Avverso tale provvedimento il militare proponeva ricorso al T.A.R. censurando la circostanza che egli avesse avuto contatti con persone della criminalità e dedite allo spaccio di stupefacenti, avendo acquistato la cannabis light presso un esercizio commerciale. Inoltre, l’appuntato lamentava la violazione del principio di proporzionalità nella irrogazione della sanzione, non essendo giustificata la sanzione massima della perdita del grado per rimozione, in relazione alla particolarità della situazione concreta e tenuto conto dello stato di servizio del militare e degli encomi ricevuti.

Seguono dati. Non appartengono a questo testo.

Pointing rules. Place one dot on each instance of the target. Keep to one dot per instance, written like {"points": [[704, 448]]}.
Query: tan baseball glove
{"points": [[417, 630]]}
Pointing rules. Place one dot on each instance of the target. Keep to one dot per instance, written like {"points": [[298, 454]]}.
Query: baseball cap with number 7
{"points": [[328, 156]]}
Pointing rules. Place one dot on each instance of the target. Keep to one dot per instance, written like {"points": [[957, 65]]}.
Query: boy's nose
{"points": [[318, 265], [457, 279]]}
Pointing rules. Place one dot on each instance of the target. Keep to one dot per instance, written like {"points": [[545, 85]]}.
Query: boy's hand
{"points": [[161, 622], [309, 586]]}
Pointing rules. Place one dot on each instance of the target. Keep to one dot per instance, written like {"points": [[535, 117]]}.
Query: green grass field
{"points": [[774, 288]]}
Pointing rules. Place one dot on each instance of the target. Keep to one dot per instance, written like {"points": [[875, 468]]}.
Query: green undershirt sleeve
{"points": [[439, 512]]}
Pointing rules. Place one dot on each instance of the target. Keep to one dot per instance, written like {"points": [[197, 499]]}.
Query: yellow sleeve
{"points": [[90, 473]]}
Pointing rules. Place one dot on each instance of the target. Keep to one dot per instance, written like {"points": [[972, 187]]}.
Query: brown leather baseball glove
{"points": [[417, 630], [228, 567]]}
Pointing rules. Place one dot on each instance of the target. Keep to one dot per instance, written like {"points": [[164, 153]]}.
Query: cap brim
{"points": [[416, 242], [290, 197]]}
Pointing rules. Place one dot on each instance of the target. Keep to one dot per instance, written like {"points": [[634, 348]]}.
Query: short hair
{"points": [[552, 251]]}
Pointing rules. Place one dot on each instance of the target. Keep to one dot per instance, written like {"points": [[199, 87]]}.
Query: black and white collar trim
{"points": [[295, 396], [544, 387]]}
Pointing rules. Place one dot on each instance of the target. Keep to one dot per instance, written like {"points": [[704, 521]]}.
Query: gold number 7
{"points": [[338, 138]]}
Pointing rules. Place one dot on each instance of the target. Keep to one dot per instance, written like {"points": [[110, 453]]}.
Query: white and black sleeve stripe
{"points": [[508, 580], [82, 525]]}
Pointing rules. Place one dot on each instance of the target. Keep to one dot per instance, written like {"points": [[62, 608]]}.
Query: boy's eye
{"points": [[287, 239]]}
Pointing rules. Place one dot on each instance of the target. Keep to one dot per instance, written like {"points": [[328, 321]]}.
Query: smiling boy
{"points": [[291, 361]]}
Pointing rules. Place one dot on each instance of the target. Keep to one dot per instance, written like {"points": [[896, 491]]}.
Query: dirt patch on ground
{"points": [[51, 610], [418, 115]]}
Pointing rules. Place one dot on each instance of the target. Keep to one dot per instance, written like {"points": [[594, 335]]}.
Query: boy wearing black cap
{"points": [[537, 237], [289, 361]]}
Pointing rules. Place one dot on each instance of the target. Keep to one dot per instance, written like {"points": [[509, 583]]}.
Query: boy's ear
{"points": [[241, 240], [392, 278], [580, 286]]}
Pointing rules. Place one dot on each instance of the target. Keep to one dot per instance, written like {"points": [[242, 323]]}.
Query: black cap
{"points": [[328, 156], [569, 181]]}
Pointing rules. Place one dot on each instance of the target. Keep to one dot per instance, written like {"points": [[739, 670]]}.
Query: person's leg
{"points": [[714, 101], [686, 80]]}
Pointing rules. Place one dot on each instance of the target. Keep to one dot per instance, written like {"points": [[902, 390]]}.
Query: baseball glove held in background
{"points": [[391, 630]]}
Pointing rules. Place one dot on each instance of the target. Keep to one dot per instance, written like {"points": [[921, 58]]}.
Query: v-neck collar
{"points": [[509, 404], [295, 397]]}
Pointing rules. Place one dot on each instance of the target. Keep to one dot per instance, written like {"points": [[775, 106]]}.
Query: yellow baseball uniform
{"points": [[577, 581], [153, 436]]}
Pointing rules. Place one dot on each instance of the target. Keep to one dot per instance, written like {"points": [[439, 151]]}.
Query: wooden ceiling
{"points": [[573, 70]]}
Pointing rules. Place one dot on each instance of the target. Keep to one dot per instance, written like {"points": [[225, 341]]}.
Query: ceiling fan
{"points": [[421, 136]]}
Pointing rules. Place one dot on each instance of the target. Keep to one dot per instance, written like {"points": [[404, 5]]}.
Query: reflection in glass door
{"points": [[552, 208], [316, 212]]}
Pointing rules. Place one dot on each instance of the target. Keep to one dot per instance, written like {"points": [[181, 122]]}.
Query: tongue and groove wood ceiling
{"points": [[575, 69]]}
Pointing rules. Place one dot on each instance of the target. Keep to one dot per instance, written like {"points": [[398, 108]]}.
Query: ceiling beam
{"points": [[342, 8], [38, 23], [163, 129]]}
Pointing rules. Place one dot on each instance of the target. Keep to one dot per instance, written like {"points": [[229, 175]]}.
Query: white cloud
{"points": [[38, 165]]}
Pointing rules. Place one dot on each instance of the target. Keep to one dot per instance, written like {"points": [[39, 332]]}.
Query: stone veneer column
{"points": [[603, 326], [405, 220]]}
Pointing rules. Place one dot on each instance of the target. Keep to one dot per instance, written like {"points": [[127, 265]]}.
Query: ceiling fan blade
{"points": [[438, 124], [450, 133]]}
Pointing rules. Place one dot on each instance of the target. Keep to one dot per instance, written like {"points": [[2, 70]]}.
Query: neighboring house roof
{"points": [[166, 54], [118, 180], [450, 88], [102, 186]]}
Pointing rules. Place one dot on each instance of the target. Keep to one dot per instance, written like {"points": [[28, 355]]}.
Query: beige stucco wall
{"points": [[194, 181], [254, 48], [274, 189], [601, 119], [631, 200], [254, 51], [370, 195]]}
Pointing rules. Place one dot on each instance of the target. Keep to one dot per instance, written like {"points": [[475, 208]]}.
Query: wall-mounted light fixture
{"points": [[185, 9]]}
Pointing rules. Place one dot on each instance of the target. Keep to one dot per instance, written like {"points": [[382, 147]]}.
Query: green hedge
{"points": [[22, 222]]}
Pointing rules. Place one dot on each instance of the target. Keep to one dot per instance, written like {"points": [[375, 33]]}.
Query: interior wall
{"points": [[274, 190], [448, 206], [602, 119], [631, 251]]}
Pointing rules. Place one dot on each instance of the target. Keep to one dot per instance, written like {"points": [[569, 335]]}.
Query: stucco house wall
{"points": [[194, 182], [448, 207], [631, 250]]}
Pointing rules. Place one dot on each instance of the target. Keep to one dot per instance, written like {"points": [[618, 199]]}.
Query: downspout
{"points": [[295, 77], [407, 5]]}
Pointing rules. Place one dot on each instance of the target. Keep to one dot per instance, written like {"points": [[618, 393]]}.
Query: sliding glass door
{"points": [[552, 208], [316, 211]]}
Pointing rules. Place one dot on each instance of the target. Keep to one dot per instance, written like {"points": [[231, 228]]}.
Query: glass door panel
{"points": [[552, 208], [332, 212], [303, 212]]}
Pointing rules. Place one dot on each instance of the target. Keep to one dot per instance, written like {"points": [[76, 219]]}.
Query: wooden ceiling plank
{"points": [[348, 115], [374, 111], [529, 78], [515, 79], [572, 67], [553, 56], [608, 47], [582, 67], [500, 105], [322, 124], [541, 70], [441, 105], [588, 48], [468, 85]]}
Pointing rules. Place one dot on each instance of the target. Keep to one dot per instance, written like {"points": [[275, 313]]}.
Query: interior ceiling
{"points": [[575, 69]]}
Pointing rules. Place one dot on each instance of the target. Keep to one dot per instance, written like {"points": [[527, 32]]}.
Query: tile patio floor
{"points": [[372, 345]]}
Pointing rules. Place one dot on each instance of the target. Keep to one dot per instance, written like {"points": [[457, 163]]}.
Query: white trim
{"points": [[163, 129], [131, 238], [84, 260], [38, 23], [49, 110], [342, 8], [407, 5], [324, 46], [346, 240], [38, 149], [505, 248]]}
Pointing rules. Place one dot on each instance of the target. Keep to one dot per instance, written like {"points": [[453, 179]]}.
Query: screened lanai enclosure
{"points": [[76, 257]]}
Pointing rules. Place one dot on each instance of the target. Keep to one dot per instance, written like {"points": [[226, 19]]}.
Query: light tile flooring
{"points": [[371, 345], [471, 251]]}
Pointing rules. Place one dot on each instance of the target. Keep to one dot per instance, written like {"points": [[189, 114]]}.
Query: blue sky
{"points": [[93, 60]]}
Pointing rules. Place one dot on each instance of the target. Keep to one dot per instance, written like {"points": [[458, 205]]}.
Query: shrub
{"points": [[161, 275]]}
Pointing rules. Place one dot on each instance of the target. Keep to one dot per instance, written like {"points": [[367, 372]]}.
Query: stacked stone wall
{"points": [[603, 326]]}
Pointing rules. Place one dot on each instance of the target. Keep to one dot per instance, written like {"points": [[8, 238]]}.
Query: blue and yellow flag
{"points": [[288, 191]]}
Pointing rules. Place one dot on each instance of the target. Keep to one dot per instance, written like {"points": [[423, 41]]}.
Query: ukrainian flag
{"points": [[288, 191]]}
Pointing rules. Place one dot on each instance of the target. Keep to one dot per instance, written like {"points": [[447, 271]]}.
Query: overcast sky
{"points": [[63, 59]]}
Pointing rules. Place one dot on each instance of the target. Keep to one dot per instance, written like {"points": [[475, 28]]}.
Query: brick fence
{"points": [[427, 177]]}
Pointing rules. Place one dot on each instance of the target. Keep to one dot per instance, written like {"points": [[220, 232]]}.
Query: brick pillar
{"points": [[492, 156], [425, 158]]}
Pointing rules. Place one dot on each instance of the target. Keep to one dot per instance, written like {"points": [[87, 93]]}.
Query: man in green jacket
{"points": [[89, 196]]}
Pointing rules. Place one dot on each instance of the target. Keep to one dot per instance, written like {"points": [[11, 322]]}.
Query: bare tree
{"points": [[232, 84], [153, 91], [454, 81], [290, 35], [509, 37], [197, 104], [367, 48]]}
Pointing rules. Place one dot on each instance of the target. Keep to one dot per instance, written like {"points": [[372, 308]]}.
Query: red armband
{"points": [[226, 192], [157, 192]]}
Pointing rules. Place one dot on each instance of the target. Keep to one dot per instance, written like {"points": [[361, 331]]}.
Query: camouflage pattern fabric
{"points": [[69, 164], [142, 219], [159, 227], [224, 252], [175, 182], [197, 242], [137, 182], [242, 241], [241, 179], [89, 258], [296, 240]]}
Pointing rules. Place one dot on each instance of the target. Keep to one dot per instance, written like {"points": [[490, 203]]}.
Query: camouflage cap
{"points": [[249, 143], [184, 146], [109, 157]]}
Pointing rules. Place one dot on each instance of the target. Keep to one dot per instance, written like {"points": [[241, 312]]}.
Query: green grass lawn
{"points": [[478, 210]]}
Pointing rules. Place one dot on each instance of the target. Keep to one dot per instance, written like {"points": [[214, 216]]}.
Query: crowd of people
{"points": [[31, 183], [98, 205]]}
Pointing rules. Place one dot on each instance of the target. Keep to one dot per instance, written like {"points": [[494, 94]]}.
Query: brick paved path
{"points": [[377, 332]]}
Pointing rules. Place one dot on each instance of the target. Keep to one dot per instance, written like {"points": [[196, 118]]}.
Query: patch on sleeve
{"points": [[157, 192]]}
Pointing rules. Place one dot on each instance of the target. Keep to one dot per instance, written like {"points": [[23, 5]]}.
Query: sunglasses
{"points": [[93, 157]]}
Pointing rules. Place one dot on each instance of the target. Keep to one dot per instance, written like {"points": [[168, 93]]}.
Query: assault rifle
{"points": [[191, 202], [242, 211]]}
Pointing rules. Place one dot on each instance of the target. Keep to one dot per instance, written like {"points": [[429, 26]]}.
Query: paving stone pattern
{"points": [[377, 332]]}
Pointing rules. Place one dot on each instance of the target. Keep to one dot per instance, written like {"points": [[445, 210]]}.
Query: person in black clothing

Il T.A.R. accoglieva il ricorso, ritenendo non provati i rapporti con il mercato illecito degli stupefacenti e rilevando comunque la sussistenza della violazione del principio di proporzionalità della misura irrogata, non avendo l’appuntato posto in essere alcuna condotta penalmente rilevante.
La decisione
Il Consiglio di Stato, a cui faceva ricorso il Ministero, ha confermato con la sentenza in rassegna l’irragionevolezza della sanzione disciplinare a fronte del comportamento assunto dell’appuntato, ma ha corretto parte della motivazione del T.A.R. rilevando che, anche se si era trattato di cannabis light, ciò «non potrebbe comunque di per sé scriminare il comportamento dell’uso di una sostanza che, anche se con limitati effetti stupefacenti, comunque appare lesivo del prestigio dell’Arma dei carabinieri e incompatibile con le funzioni svolte».
I Giudici di Palazzo Spada, pur richiamando in astratto il giusto principio per cui «l’accertata assunzione di sostanze stupefacenti, anche occasionale ed episodica, da parte di un carabiniere determina una frontale ed eclatante violazione dei doveri di correttezza e di lealtà dallo stesso assunti con il giuramento», non sembra abbiano colto la particolarità del caso alla loro attenzione: affermando che il comportamento del militare, a prescindere dall’efficacia drogante della sostanza, comunque ha costituito violazione dei doveri del proprio status, hanno inteso la cannabis light come fosse stupefacente palesando un pregiudizio ideologico di fronte al quale molte volte noi avvocati dobbiamo scontrarci.
Se, infatti, la più accreditata tossicologia afferma che la cannabis light non è idonea a produrre alcun effetto drogante (anzi, è estremamente lontana dal farlo), dov’è il pericolo per il militare (o per chiunque) di avere un’alterazione psico-fisica derivante dalla sua assunzione? Probabilmente il Collegio giudicante ha ignorato che il consumo di due bicchieri di vino – anche se non provocano ubriachezza – alterano di più rispetto al consumo della cosiddetta cannabis light.
La vicenda dimostra tristemente il tabù che ruota attorno al tema della cannabis.